Chevron deference is a doctrine of administrative law, derived from the U.S. Supreme Court's decision in Chevron U.S.A. Inc. v. Natural Resources Defense Council, Inc., 467 U.S. 837 (1984). Chevron is best known for the principle that, when a statute is ambiguous and falls within the subject-matter jurisdiction of a federal agency, the agency's official interpretation of the statute, if reasonable, is the last word on the subject. This practise of allowing the agency to say what the law is is known as "Chevron deference."

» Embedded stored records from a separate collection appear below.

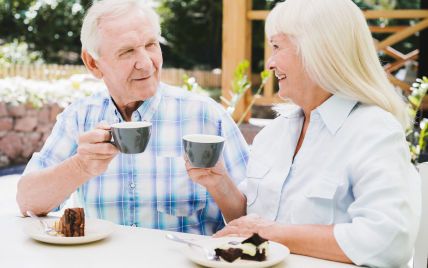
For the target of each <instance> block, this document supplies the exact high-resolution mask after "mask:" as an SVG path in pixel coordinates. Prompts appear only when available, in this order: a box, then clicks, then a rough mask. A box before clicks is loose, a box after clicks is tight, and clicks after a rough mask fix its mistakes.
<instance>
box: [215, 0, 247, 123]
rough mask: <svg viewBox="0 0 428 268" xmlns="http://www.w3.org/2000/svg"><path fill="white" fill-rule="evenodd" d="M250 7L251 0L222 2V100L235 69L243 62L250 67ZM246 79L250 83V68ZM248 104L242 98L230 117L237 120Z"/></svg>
mask: <svg viewBox="0 0 428 268" xmlns="http://www.w3.org/2000/svg"><path fill="white" fill-rule="evenodd" d="M251 7H252V1H251V0H233V1H230V0H223V48H222V64H221V65H222V77H221V88H222V96H223V98H226V99H228V100H230V94H229V91H230V90H232V88H231V82H232V80H233V74H234V71H235V68H236V67H237V66H238V64H239V63H240V62H242V61H243V60H248V61H250V66H251V21H250V20H248V19H247V12H248V10H251ZM248 79H249V81H251V67H250V68H249V70H248ZM247 94H249V95H250V96H251V90H248V91H247ZM248 104H249V103H248V97H246V96H244V97H243V98H242V99H241V100H240V102H239V103H238V105H237V106H236V108H235V112H234V113H233V115H232V116H233V118H234V119H235V120H239V118H240V117H241V115H242V113H243V112H244V111H245V108H246V106H247V105H248ZM249 116H250V115H249Z"/></svg>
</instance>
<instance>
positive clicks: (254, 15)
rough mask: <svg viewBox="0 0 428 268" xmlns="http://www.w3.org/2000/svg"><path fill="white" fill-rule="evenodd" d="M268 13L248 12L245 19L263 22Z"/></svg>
mask: <svg viewBox="0 0 428 268" xmlns="http://www.w3.org/2000/svg"><path fill="white" fill-rule="evenodd" d="M269 12H270V11H269V10H250V11H248V13H247V18H248V19H249V20H265V19H266V18H267V15H268V14H269Z"/></svg>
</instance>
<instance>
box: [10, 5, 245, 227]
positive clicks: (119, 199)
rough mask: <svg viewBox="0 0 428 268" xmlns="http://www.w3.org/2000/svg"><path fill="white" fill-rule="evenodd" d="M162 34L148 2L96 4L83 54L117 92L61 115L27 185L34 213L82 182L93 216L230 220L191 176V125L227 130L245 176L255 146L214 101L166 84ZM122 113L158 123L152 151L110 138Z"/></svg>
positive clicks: (75, 187) (205, 190) (208, 220)
mask: <svg viewBox="0 0 428 268" xmlns="http://www.w3.org/2000/svg"><path fill="white" fill-rule="evenodd" d="M159 37H160V25H159V18H158V16H157V14H156V13H155V12H154V11H153V10H152V9H150V8H148V7H147V6H145V5H144V4H142V3H141V1H137V0H104V1H99V2H96V3H95V4H94V5H93V6H92V7H91V8H90V9H89V10H88V13H87V15H86V17H85V19H84V21H83V25H82V31H81V41H82V60H83V62H84V63H85V65H86V67H87V69H88V70H89V71H90V72H91V73H92V74H93V75H94V76H96V77H97V78H100V79H103V80H104V83H105V85H106V87H107V90H106V91H105V92H102V93H99V94H95V95H93V96H90V97H87V98H85V99H82V100H80V101H77V102H75V103H73V104H71V105H70V106H69V107H67V108H66V109H65V110H64V112H63V113H62V114H61V115H60V116H58V120H57V123H56V124H55V126H54V128H53V131H52V134H51V135H50V137H49V138H48V139H47V141H46V143H45V145H44V146H43V148H42V149H41V151H40V152H39V153H35V154H34V155H33V157H32V159H31V160H30V162H29V163H28V165H27V168H26V170H25V172H24V175H23V177H22V178H21V180H20V182H19V184H18V194H17V201H18V204H19V206H20V209H21V212H22V213H23V214H24V215H25V214H26V211H28V210H31V211H33V212H34V213H36V214H39V215H43V214H46V213H48V212H49V211H52V210H55V209H57V208H58V207H59V206H60V205H61V204H62V203H63V202H64V201H65V200H66V199H67V198H68V197H69V196H70V194H72V193H73V192H74V191H76V190H77V196H78V198H79V200H80V202H81V203H82V205H83V206H84V208H85V213H86V215H88V216H90V217H97V218H101V219H107V220H110V221H113V222H115V223H118V224H122V225H129V226H138V227H146V228H157V229H167V230H173V231H179V232H189V233H198V234H206V235H210V234H213V233H215V232H216V231H217V230H220V229H221V228H222V227H223V218H222V215H221V212H220V210H219V209H218V207H217V205H216V204H215V202H214V201H213V198H212V197H211V195H210V194H209V193H208V192H207V191H206V189H205V188H204V187H202V186H199V185H198V184H195V183H193V182H192V180H191V179H189V177H188V175H187V172H186V168H185V161H184V159H183V146H182V142H181V138H182V136H183V135H186V134H191V133H204V134H213V135H221V136H223V137H225V139H226V142H225V148H224V152H223V156H222V160H221V161H224V164H225V166H226V168H227V170H228V172H229V174H230V176H231V177H232V178H235V181H234V182H235V183H239V181H238V179H240V178H244V177H245V167H246V162H247V157H248V150H247V145H246V143H245V141H244V139H243V137H242V135H241V133H240V132H239V129H238V128H237V127H236V125H235V124H234V122H233V121H232V120H231V119H230V117H229V116H228V115H227V113H226V112H225V111H224V110H223V109H222V108H221V107H220V106H219V105H218V104H217V103H215V102H214V101H213V100H211V99H209V98H206V97H202V96H199V95H195V94H192V93H189V92H187V91H184V90H182V89H180V88H176V87H172V86H169V85H166V84H163V83H160V77H161V69H162V52H161V49H160V45H159ZM122 121H150V122H151V123H152V136H151V139H150V141H149V144H148V146H147V149H146V151H145V152H144V153H141V154H134V155H129V154H122V153H119V152H118V150H117V148H116V147H115V146H113V145H112V144H111V143H109V141H110V139H111V135H110V133H109V131H108V130H109V129H110V127H109V125H110V124H113V123H116V122H122ZM219 190H221V189H219Z"/></svg>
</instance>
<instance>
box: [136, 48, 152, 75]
mask: <svg viewBox="0 0 428 268" xmlns="http://www.w3.org/2000/svg"><path fill="white" fill-rule="evenodd" d="M151 65H152V60H151V58H150V55H149V54H148V53H147V51H145V50H144V49H141V50H138V52H137V59H136V61H135V69H138V70H141V69H150V67H151Z"/></svg>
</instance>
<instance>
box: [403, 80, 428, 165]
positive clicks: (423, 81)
mask: <svg viewBox="0 0 428 268" xmlns="http://www.w3.org/2000/svg"><path fill="white" fill-rule="evenodd" d="M427 90H428V78H427V77H423V78H422V79H419V78H418V79H416V82H415V83H413V85H412V87H411V93H410V95H409V96H408V97H407V99H408V102H409V114H410V116H411V118H412V119H413V122H414V123H413V124H412V125H411V127H409V128H408V129H407V131H406V137H407V141H408V142H409V148H410V153H411V156H412V162H413V163H414V164H418V163H422V162H427V161H428V152H427V142H428V119H427V118H422V119H421V120H420V121H419V120H417V119H418V118H417V116H418V111H419V110H420V109H421V104H422V102H423V99H424V97H425V95H426V93H427ZM418 121H419V122H418Z"/></svg>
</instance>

While Chevron deference has certain practical advantages, such as shifting the primary responsibility for construing the statutes for which an agency is responsible from overworked, underequipped federal judges to overworked, underequipped federal administrative law judges ("ALJs"), it also creates certain problems. The entire reason that agency interpretations receive any deference is because specialised agencies are presumed to have greater subject-matter expertise than generalist judges. However, often agency behaviour goes far to rebut this presumption. One particularly good example of an agency's rebuttal of the presumption of expertise is the INS. As the legendary Judge Richard Posner of the U.S. Court of Appeals for the Seventh Circuit has noted:

The proceedings of the Immigration and Naturalization Service are notorious for delay, and the opinions rendered by its judicial officers, including the members of the Board of Immigration Appeals, often flunk minimum standards of adjudicative rationality. The lodgment of this troubled Service in the Department of Justice of a nation that was built by immigrants and continues to be enriched by a flow of immigration is an irony that should not escape notice. We imagine that Congress is more to blame than the Department or even the INS itself. The agency is absurdly understaffed. In 1994, when it decided the Salamedas' appeal from the decision by the immigration judge to deport them, the Board of Immigration Appeals had an effective membership of only four--to handle the more than 14,000 appeals lodged with the Board that year.

Salameda v. INS, 70 F.3d 447, 449 (7th Cir. 1995) Thus, frequently Chevron deference is a matter of letting the inmates run the asylum.